Meine Entscheidung Sänger zu werden stand lange in Konkurrenz mit der des Juristenberufes. Ich habe auch als juristischer Mitarbeiter beim Anwalt (und auch ehemaligen Opernsänger) Dr. Martin Schuppich gearbeitet, aber schlussendlich hat die Liebe und Leidenschaft zur Oper, der Bühne und dem Singen gewonnen. Es war aber ausschließlich mein eigener Wunsch und dringendes Bedürfnis Sänger zu werden. Dennoch ist das Jus-Studium aktiv, die Dissertation habe ich leider noch nicht fertig geschafft, aber ich arbeite weiter an einer intensiveren Auseinandersetzung mit dem Thema Urheberrecht in Bezug auf die Theaterpraxis, beispielweise die genaue Abgrenzung des geistigen Eigentums einer Inszenierung usw.
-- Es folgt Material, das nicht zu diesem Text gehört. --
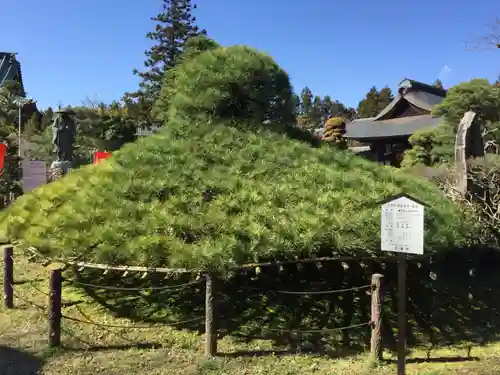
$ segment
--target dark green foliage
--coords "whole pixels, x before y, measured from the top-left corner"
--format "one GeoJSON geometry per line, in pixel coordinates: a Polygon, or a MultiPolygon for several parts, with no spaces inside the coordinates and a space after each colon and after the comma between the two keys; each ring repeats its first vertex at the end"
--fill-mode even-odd
{"type": "Polygon", "coordinates": [[[304,87],[300,92],[300,113],[309,115],[312,112],[313,94],[309,87],[304,87]]]}
{"type": "Polygon", "coordinates": [[[0,142],[7,144],[3,168],[0,175],[0,207],[10,201],[11,195],[22,194],[20,158],[17,155],[17,137],[14,129],[0,122],[0,142]]]}
{"type": "Polygon", "coordinates": [[[358,108],[356,110],[358,117],[375,117],[393,99],[394,96],[392,95],[392,91],[390,88],[384,87],[382,90],[378,91],[377,88],[373,86],[370,91],[368,91],[365,98],[358,104],[358,108]]]}
{"type": "Polygon", "coordinates": [[[432,84],[433,86],[436,86],[437,88],[441,89],[441,90],[444,90],[444,85],[443,85],[443,82],[438,78],[434,81],[434,83],[432,84]]]}
{"type": "Polygon", "coordinates": [[[455,133],[446,125],[417,131],[410,139],[412,148],[404,154],[402,167],[439,166],[453,161],[455,133]]]}
{"type": "MultiPolygon", "coordinates": [[[[500,128],[500,87],[485,79],[473,79],[448,90],[446,98],[433,110],[435,116],[443,117],[443,122],[437,129],[425,129],[410,138],[413,149],[405,153],[403,165],[451,163],[456,130],[468,110],[476,112],[474,121],[485,133],[484,142],[499,144],[500,133],[495,129],[500,128]]],[[[487,147],[486,151],[496,152],[496,148],[487,147]]]]}
{"type": "Polygon", "coordinates": [[[52,117],[54,116],[54,110],[52,107],[47,108],[42,114],[42,121],[40,123],[40,131],[45,131],[45,129],[50,128],[52,125],[52,117]]]}
{"type": "Polygon", "coordinates": [[[323,126],[329,117],[343,117],[351,121],[356,117],[354,108],[347,108],[338,100],[332,100],[329,95],[323,99],[313,96],[311,90],[305,87],[301,91],[301,101],[298,106],[296,126],[303,130],[312,130],[323,126]]]}
{"type": "Polygon", "coordinates": [[[142,97],[152,105],[158,98],[165,72],[177,64],[186,41],[196,35],[205,34],[196,25],[192,15],[196,5],[191,0],[163,0],[163,10],[152,17],[156,22],[155,30],[147,38],[155,44],[145,52],[147,57],[145,72],[134,71],[141,78],[140,90],[130,97],[142,97]]]}
{"type": "Polygon", "coordinates": [[[0,207],[9,202],[11,197],[22,193],[16,136],[19,115],[14,103],[14,98],[18,94],[20,94],[18,82],[7,82],[5,86],[0,87],[0,142],[7,144],[7,153],[0,175],[0,207]]]}
{"type": "Polygon", "coordinates": [[[443,116],[455,130],[467,111],[476,112],[474,121],[487,126],[500,121],[500,87],[486,79],[473,79],[453,86],[433,114],[443,116]]]}

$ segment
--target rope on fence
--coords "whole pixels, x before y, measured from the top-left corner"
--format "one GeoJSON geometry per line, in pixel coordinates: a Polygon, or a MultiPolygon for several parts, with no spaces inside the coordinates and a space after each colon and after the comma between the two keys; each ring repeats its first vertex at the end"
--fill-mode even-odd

Dies ist ein sehr aktuelles und noch eher spärlich ausjudiziertes Gebiet, das sicherlich noch spannende Fragen aufwerfen wird insbesondere im Zeitalter der zunehmenden Digitalisierung und Globalisierung.

Lieber Herr Holender, vielen Dank für Ihre Antworten und viel Erfolg in der Zukunft.